Gagliardini commenta tutti i complimenti che gli sono arrivati dopo le prime gare in nerazzurro.

Inter, Gagliardini: "I paragoni importanti non mi spaventano"
Roberto Gagliardini, Vavel.com

Spesso l'impatto con San Siro e il suo pubblico esigente ha frenato giocatori anche di talento, ma senza la giusta personalità per reggere il significato di giocare in uno stadio del genere. Roberto Gagliardini sembra essere sfuggito a questo rischio, facendo concordare tutti nei giudizi sui suoi primi minuti con la maglia dell'Inter: assolutamente positivi.

Sono arrivati anche paragoni importanti con centrocampisti del recente passato, ma Gagliardini non si vuole far distrarre, come spiega a Premium Sport: "Paragoni con Gerrard e Lampard? I complimenti non mi fanno paura: io leggo tutto, fa piacere essere paragonato a campioni di quel calibro, ma non ci do peso perché voglio solo pensare a fare il mio sul campo. I miei genitori mi consigliano di rimanere me stesso, di giocare come so." Non facile dopo che gli ultimi giorni sono stati speciali: "Questa è stata una settimana che mi ha sconvolto la vita: una settimana molto importante, piena di emozioni. Arrivare in una società come l’Inter, giocare subito due partite e vincerle è sicuramente qualcosa di bello."
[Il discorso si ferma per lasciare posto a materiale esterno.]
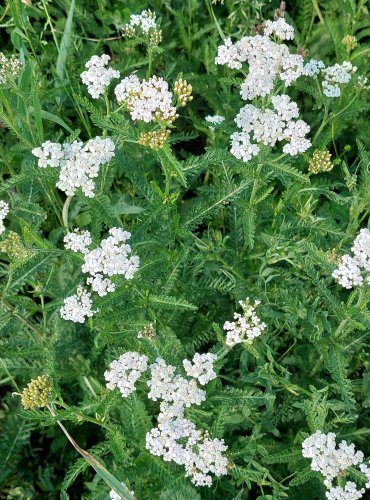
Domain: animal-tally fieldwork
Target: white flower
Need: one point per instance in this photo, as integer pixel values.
(241, 146)
(78, 164)
(126, 86)
(361, 249)
(4, 210)
(125, 372)
(348, 274)
(165, 385)
(78, 240)
(280, 28)
(295, 133)
(50, 154)
(285, 107)
(110, 259)
(152, 101)
(268, 127)
(313, 67)
(326, 458)
(247, 326)
(77, 307)
(348, 492)
(201, 367)
(214, 120)
(98, 77)
(141, 23)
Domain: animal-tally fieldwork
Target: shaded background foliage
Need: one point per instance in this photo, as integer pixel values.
(209, 233)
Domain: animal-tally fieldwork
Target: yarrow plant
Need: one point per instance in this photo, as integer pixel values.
(351, 270)
(4, 210)
(110, 259)
(333, 462)
(157, 166)
(79, 164)
(247, 326)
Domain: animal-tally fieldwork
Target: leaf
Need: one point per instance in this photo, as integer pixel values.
(171, 302)
(65, 44)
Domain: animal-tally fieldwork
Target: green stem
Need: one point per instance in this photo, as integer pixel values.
(65, 212)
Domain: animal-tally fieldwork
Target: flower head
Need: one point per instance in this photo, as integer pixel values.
(38, 393)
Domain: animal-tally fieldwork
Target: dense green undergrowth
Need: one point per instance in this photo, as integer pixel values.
(209, 229)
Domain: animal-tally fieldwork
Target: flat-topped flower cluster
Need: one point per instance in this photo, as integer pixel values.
(111, 258)
(246, 327)
(175, 438)
(4, 210)
(268, 62)
(79, 164)
(351, 270)
(333, 76)
(333, 462)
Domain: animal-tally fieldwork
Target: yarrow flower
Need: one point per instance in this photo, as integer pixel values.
(247, 326)
(176, 438)
(77, 307)
(79, 164)
(320, 162)
(4, 210)
(267, 62)
(148, 101)
(155, 139)
(279, 28)
(10, 68)
(143, 24)
(348, 273)
(183, 90)
(332, 462)
(333, 76)
(201, 367)
(110, 259)
(213, 121)
(98, 77)
(125, 372)
(14, 247)
(268, 127)
(38, 393)
(78, 241)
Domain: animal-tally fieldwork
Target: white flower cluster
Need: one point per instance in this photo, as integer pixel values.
(348, 273)
(98, 77)
(268, 61)
(269, 127)
(246, 327)
(114, 496)
(141, 23)
(336, 75)
(125, 372)
(10, 67)
(176, 438)
(110, 259)
(214, 121)
(77, 307)
(201, 367)
(279, 28)
(79, 164)
(4, 210)
(149, 100)
(332, 462)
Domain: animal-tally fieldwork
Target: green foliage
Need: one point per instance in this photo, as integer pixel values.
(209, 229)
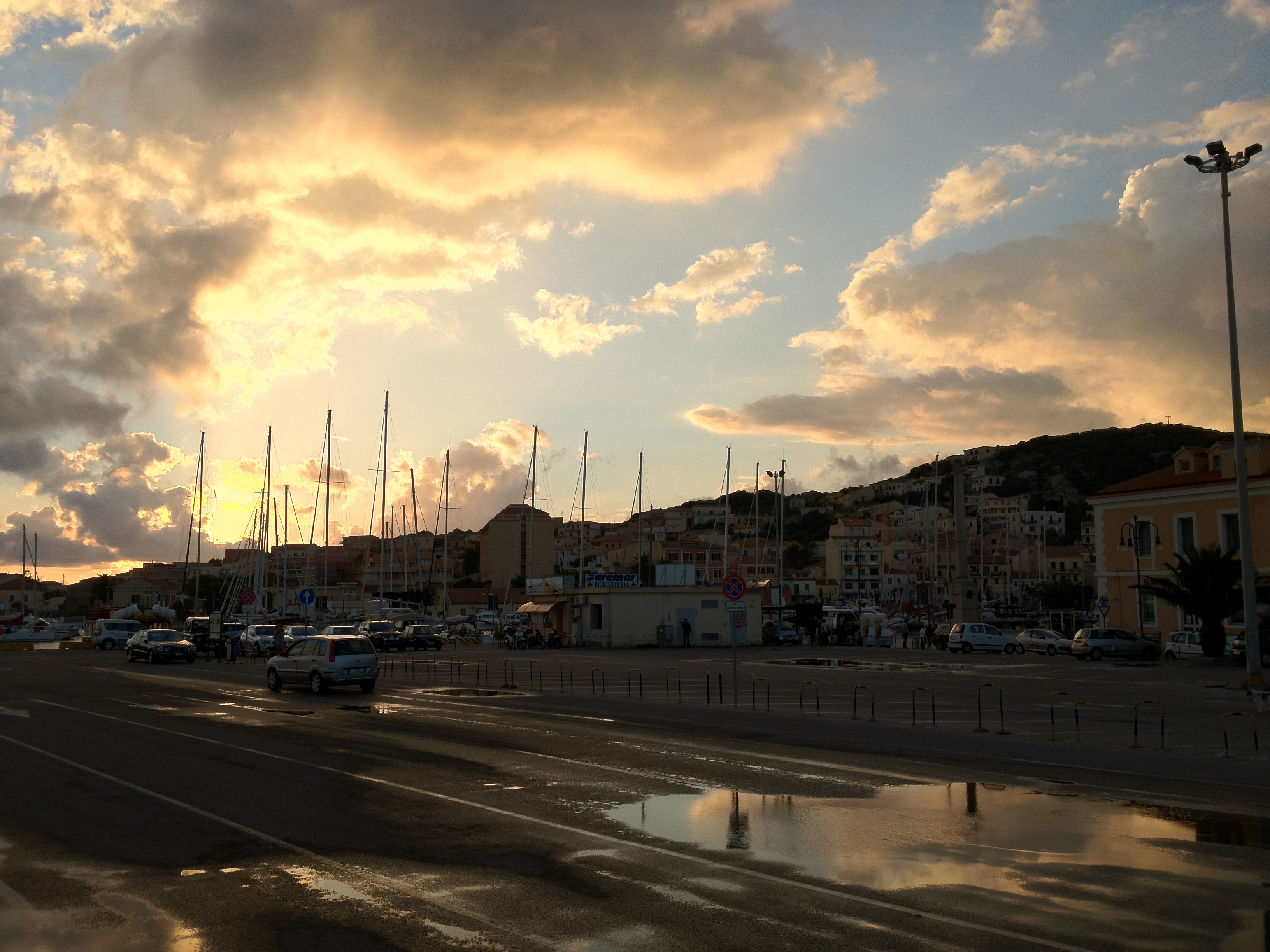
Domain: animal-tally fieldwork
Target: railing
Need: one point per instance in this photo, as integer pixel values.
(754, 692)
(1136, 744)
(816, 688)
(1001, 709)
(915, 706)
(1076, 711)
(873, 702)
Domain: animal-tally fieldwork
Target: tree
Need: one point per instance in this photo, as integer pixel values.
(1204, 583)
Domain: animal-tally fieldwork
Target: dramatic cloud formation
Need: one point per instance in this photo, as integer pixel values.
(710, 278)
(247, 178)
(1010, 329)
(564, 328)
(1009, 23)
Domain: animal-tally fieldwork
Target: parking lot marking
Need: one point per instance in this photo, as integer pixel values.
(537, 821)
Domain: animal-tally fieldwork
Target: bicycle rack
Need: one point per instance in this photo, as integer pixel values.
(873, 702)
(754, 692)
(1136, 744)
(1226, 739)
(803, 688)
(1076, 711)
(915, 706)
(679, 682)
(1001, 709)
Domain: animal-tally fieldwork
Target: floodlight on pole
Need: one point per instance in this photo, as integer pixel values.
(1222, 163)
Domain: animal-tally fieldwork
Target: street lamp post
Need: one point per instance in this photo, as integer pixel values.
(1222, 163)
(1135, 537)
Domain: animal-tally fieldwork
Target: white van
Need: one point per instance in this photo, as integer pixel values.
(111, 633)
(980, 636)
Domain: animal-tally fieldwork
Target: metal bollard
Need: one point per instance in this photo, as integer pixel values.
(933, 706)
(754, 688)
(1226, 740)
(679, 684)
(873, 702)
(1001, 707)
(1136, 744)
(816, 688)
(1076, 711)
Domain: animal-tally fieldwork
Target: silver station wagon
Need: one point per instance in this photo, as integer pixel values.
(324, 662)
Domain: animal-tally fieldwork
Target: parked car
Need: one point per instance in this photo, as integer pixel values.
(293, 634)
(1098, 644)
(110, 633)
(421, 638)
(980, 636)
(160, 645)
(326, 662)
(384, 635)
(261, 639)
(1044, 641)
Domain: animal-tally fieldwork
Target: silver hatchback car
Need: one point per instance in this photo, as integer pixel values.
(324, 662)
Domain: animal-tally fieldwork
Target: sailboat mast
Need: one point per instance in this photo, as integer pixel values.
(384, 492)
(534, 500)
(582, 536)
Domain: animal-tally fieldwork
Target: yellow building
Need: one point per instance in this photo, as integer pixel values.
(1191, 503)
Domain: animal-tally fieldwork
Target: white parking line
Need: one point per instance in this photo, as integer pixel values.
(539, 822)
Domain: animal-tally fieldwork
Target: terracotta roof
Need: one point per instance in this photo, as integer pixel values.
(1168, 479)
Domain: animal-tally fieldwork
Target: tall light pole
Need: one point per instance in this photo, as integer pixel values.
(1222, 163)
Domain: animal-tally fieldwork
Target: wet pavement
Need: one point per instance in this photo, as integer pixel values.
(189, 809)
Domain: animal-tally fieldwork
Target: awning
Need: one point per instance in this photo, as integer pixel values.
(540, 607)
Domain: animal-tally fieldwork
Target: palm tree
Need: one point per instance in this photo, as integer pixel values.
(1206, 584)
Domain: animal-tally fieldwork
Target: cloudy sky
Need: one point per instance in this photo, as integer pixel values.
(846, 235)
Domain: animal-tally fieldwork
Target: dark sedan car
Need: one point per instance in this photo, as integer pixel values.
(160, 645)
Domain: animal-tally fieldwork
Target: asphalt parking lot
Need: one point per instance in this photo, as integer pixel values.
(187, 808)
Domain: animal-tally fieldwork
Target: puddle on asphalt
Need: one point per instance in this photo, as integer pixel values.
(967, 835)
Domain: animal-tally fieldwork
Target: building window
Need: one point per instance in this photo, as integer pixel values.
(1231, 532)
(1184, 534)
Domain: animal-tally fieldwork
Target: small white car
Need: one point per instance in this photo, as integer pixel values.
(261, 639)
(1044, 641)
(980, 636)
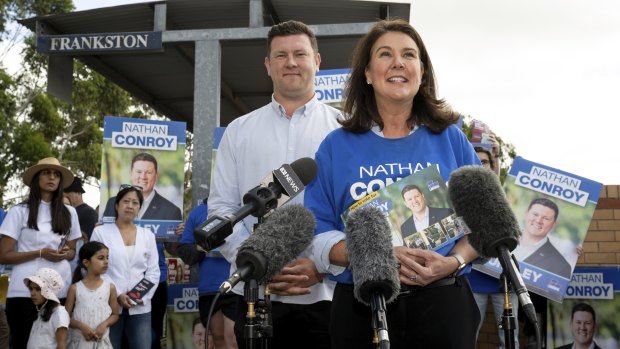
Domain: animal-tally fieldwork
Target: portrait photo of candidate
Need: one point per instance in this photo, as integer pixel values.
(144, 174)
(535, 246)
(584, 323)
(583, 326)
(422, 216)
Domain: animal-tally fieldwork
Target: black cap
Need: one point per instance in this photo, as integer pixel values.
(75, 187)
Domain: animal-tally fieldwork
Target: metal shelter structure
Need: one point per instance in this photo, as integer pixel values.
(207, 68)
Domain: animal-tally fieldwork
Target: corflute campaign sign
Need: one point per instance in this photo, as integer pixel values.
(149, 155)
(183, 318)
(329, 85)
(589, 313)
(554, 208)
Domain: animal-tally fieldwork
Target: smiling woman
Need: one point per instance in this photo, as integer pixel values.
(133, 260)
(30, 236)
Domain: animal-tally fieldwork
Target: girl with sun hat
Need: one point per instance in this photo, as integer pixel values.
(40, 232)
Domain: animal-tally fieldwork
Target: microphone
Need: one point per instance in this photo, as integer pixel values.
(373, 265)
(278, 187)
(277, 241)
(477, 196)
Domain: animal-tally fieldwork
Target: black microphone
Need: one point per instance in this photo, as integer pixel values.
(278, 187)
(277, 241)
(373, 265)
(478, 197)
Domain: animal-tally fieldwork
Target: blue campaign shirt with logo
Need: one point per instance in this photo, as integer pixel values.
(354, 165)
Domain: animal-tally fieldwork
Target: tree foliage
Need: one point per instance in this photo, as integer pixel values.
(34, 125)
(508, 151)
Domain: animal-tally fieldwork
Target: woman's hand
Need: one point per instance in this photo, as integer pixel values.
(422, 267)
(125, 301)
(52, 255)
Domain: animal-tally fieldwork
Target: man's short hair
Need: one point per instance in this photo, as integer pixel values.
(144, 157)
(583, 307)
(547, 203)
(410, 187)
(291, 28)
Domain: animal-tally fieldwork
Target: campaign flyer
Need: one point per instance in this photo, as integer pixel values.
(554, 209)
(418, 210)
(480, 132)
(589, 312)
(149, 154)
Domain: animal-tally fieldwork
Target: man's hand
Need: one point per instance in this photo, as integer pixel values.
(296, 278)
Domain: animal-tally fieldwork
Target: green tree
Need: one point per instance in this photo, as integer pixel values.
(34, 125)
(507, 151)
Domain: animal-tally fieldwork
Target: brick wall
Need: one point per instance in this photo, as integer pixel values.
(600, 248)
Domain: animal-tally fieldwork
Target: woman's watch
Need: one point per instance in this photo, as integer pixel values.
(461, 262)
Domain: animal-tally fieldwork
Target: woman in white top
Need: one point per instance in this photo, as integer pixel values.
(133, 259)
(40, 232)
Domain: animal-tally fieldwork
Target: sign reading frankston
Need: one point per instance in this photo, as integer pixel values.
(99, 42)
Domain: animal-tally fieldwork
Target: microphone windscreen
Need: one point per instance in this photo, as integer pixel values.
(305, 169)
(478, 197)
(371, 255)
(284, 234)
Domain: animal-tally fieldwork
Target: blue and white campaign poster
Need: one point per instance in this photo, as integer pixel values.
(589, 313)
(148, 154)
(183, 326)
(554, 209)
(329, 85)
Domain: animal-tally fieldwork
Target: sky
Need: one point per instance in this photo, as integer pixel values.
(543, 74)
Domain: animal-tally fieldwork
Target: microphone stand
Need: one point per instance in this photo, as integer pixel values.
(258, 329)
(380, 338)
(508, 321)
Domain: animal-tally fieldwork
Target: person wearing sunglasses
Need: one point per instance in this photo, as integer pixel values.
(133, 261)
(39, 232)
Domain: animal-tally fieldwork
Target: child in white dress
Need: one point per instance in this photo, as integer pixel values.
(91, 300)
(50, 328)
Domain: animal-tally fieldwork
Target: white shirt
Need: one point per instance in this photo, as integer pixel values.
(252, 147)
(43, 333)
(126, 271)
(15, 225)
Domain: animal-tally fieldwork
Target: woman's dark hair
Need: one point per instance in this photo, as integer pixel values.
(360, 103)
(121, 194)
(61, 217)
(86, 252)
(48, 309)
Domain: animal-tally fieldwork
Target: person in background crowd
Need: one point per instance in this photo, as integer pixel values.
(145, 174)
(288, 128)
(133, 257)
(395, 118)
(213, 271)
(198, 335)
(40, 232)
(583, 325)
(50, 328)
(91, 301)
(86, 214)
(483, 285)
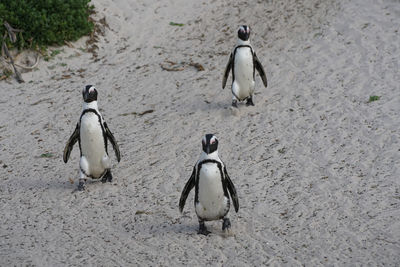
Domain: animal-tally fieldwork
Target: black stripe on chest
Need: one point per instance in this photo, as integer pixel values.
(101, 125)
(233, 60)
(199, 165)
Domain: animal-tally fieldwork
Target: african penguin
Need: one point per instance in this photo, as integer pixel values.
(243, 62)
(92, 134)
(212, 183)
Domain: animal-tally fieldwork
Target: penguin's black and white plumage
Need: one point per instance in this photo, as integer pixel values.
(212, 184)
(92, 134)
(243, 61)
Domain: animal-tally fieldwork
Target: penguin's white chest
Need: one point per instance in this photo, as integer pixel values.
(92, 143)
(212, 203)
(244, 72)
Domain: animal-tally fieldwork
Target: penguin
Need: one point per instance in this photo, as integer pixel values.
(212, 184)
(92, 134)
(243, 61)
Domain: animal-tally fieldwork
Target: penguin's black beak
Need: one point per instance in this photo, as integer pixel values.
(244, 33)
(210, 144)
(89, 94)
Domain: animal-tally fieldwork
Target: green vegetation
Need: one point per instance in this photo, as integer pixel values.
(45, 22)
(373, 98)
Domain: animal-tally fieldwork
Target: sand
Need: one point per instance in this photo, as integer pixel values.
(316, 166)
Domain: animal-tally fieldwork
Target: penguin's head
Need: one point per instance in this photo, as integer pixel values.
(89, 93)
(244, 33)
(210, 143)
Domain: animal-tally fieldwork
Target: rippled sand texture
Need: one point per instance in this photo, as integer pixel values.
(315, 165)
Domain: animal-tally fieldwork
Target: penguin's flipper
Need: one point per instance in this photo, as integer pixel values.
(232, 190)
(186, 190)
(111, 137)
(260, 69)
(70, 144)
(227, 70)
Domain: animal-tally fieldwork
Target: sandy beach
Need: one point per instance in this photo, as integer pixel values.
(315, 164)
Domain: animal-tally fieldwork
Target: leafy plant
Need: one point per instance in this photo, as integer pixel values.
(45, 22)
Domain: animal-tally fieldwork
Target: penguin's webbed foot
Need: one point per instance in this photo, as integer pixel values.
(234, 103)
(249, 101)
(107, 177)
(203, 229)
(226, 224)
(81, 185)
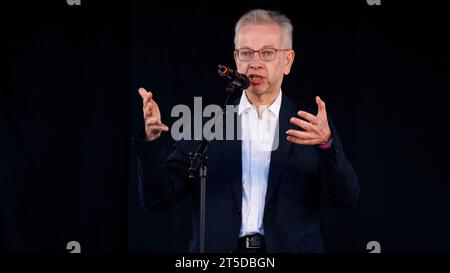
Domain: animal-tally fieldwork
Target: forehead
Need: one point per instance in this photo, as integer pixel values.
(258, 36)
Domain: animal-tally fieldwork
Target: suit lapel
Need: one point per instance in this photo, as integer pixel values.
(232, 153)
(279, 156)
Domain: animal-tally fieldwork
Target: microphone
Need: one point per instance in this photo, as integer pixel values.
(236, 78)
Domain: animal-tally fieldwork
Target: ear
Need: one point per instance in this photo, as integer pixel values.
(288, 60)
(235, 57)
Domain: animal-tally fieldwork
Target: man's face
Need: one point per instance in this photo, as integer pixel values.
(264, 76)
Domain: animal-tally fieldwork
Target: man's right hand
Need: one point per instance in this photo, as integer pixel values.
(152, 116)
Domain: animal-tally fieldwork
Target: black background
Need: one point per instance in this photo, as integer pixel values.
(70, 107)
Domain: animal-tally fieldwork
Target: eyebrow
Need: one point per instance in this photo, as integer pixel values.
(246, 47)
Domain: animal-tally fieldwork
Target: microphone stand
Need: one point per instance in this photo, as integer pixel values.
(198, 164)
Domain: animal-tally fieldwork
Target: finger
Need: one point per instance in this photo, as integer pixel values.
(148, 111)
(320, 104)
(142, 92)
(301, 123)
(152, 120)
(299, 134)
(309, 117)
(302, 141)
(148, 98)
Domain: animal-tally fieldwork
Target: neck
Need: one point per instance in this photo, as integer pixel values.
(265, 99)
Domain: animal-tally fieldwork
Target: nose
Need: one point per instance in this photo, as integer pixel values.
(256, 63)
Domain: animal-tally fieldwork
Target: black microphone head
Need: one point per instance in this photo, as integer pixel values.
(235, 77)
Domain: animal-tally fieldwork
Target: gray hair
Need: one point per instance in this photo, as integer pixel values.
(260, 16)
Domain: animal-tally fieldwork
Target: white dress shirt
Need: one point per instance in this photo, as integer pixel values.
(258, 131)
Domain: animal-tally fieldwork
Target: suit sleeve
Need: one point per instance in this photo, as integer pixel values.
(162, 176)
(340, 187)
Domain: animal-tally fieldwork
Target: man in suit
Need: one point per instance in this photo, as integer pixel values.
(258, 199)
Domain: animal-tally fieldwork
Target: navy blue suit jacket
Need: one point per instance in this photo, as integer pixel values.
(301, 177)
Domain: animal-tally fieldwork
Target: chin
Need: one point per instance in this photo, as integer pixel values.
(256, 91)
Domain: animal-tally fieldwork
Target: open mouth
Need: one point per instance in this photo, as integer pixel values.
(255, 79)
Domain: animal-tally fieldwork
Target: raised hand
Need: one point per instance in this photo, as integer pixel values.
(317, 131)
(152, 116)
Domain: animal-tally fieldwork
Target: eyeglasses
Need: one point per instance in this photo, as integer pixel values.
(266, 54)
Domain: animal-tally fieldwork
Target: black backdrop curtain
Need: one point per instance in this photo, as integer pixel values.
(69, 108)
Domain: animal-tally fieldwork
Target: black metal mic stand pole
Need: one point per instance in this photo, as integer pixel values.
(198, 164)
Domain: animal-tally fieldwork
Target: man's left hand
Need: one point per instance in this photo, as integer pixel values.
(317, 131)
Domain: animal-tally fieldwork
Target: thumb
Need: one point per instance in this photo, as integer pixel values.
(142, 92)
(320, 104)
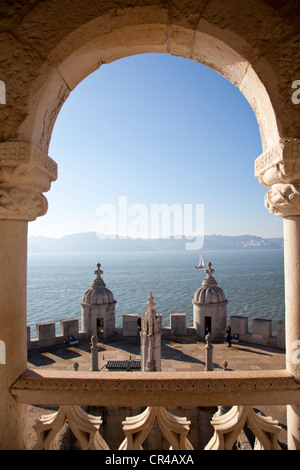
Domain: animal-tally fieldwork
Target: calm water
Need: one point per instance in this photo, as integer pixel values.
(253, 283)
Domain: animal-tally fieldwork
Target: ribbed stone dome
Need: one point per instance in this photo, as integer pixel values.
(209, 293)
(98, 294)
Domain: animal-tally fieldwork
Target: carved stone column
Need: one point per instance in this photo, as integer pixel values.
(25, 172)
(279, 170)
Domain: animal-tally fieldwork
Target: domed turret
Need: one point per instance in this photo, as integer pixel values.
(209, 292)
(209, 308)
(98, 294)
(98, 308)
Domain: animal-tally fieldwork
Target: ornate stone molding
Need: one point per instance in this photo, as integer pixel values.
(228, 426)
(174, 428)
(280, 164)
(84, 426)
(25, 173)
(279, 169)
(283, 200)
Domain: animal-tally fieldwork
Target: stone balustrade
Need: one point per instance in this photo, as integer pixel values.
(262, 331)
(150, 396)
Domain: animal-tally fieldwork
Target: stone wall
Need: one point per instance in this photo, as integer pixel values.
(261, 331)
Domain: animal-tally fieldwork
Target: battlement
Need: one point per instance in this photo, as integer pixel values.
(69, 328)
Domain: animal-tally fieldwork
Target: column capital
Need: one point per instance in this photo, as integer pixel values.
(25, 173)
(278, 168)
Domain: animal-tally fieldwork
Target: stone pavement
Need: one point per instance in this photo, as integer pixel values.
(181, 354)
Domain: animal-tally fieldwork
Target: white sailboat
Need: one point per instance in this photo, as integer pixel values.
(201, 264)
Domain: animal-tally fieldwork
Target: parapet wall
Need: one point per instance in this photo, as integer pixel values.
(262, 331)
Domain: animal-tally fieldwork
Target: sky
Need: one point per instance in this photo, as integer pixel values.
(152, 130)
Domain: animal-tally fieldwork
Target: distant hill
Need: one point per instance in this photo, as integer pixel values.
(89, 242)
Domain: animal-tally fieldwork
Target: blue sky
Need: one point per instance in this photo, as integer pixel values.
(157, 129)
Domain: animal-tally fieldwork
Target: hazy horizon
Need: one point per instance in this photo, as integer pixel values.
(157, 129)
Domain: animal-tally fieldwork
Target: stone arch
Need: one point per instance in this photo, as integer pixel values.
(212, 36)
Il campionato, però, torna a chiamare con il Palermo e la necessità di conquistare altri tre punti per la rincorsa Champions, obiettivo possibile per Gagliardini: "Non voglio nemmeno fermarmi a pensare, però: voglio subito concentrarmi sulla prossima sfida di Palermo. È una partita importantissima per dare continuità ai nostri risultati: se scenderemo in campo con l’atteggiamento visto nelle ultime uscite, sono sicuro che conquisteremo i tre punti. Obiettivo terzo posto? È raggiungibile: veniamo da diverse vittorie e se andiamo avanti con la stessa voglia di vincere ogni partita, arriveremo in alto." Infine si gioca un po' al fantamercato... o no con Suning?: "Se Suning mi chiedesse chi comprare tra Berardi, Bernardeschi o Verratti? Sono appena arrivato e faccio il giocatore, non il direttore sportivo. Sono tre giocatori fortissimi, ognuno di loro farebbe bene. Chi tra i miei ex compagni? Sono legato a tutti e auguro a ognuno il meglio possibile per la propria carriera."